Bunun kuyumcular önünde kuyruklara yol açtığını belirten Atayık, söz konusu uygulamanın yerinde bir karar olduğuna dikkat çekerek, “Altın onsunun 2 bin doların üzerine çıktığı hafta gibi olmasa da kuyumculardaki hareketlilik devam ediyor” dedi.
İHRACATTA KÜLÇE ARTTI, TAKI AZALDI
Peki söz konusu gelişmeler Türkiye’nin dış ticaret rakamlarına nasıl yansıdı? Mücevher İhracatçıları Birliği Başkanı Mustafa Kamar, Türkiye mücevher ihracatının külçe ve altın takı diye ikiye ayrıldığına dikkat çekerek ilk 7 ayda altın takı ihracatında düşüş, külçe altın ihracatında ise artış yaşandığını söyledi.

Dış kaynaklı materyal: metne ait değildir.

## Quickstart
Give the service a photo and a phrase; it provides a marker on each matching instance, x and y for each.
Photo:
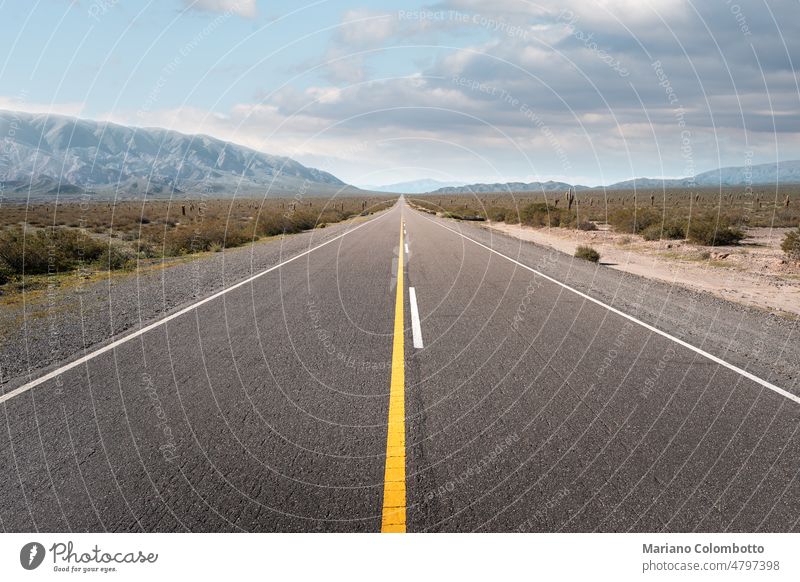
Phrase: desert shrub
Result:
(633, 221)
(184, 241)
(791, 244)
(49, 250)
(541, 214)
(6, 273)
(709, 230)
(497, 214)
(115, 258)
(587, 254)
(652, 232)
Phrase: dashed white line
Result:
(416, 327)
(705, 354)
(107, 348)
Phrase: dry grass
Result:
(61, 237)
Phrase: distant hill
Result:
(50, 155)
(762, 174)
(413, 187)
(509, 187)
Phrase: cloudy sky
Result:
(588, 91)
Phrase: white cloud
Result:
(20, 104)
(244, 8)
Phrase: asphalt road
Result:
(529, 408)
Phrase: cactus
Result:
(569, 196)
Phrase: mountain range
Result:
(787, 172)
(50, 154)
(413, 187)
(46, 155)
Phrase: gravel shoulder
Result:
(754, 273)
(762, 342)
(72, 314)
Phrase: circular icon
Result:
(31, 555)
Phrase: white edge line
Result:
(107, 348)
(416, 327)
(678, 341)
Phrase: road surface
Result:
(404, 376)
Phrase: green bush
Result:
(633, 221)
(587, 254)
(497, 214)
(541, 214)
(791, 244)
(709, 230)
(6, 273)
(49, 250)
(672, 230)
(115, 258)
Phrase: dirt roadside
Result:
(754, 273)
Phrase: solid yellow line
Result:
(394, 480)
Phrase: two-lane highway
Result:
(402, 377)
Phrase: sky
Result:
(584, 91)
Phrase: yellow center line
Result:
(394, 480)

Tüm dünyada yatırımlık altına olan talebin bu değişime yol açtığını anlatan Kamar, “Mücevher ihracatındaki düşüş yüzde 50’ye yaklaştı. Ağustos ayında da yüzde 50 düşüş var. Külçe altın ihracatı da temmuza kadar sürekli yükseldi. İç piyasadaki talepten dolayı artık külçe altın ihracatı da yapılamıyor, iç piyasada satılıyor. Çünkü iç piyasada külçe altın yaklaşık yüzde 1-2 civarında daha primli satılabiliyor. Bu nedenle önümüzdeki dönemde hem külçe hem de mücevher takı ihracatımızda bir düşüş bekliyoruz. Nefesi kesilmeye başladı” diye konuştu.
Altın talebinin bankalardaki altın mevduatlarına da yansıdığını söyleyen Kamar, şöyle devam etti:
“İnsanlar kredi çekerek altın aldılar. Bankalardaki altın mevduatları artmaya başladı. İki ay önce kişi başı hane halkı tasarruf oranları yüzde 13.5 iken altın tasarruf oranlarında yüzde 30’a çıktı. Bu oran halihazırda yüzde 40-50’lere çıkmıştır.”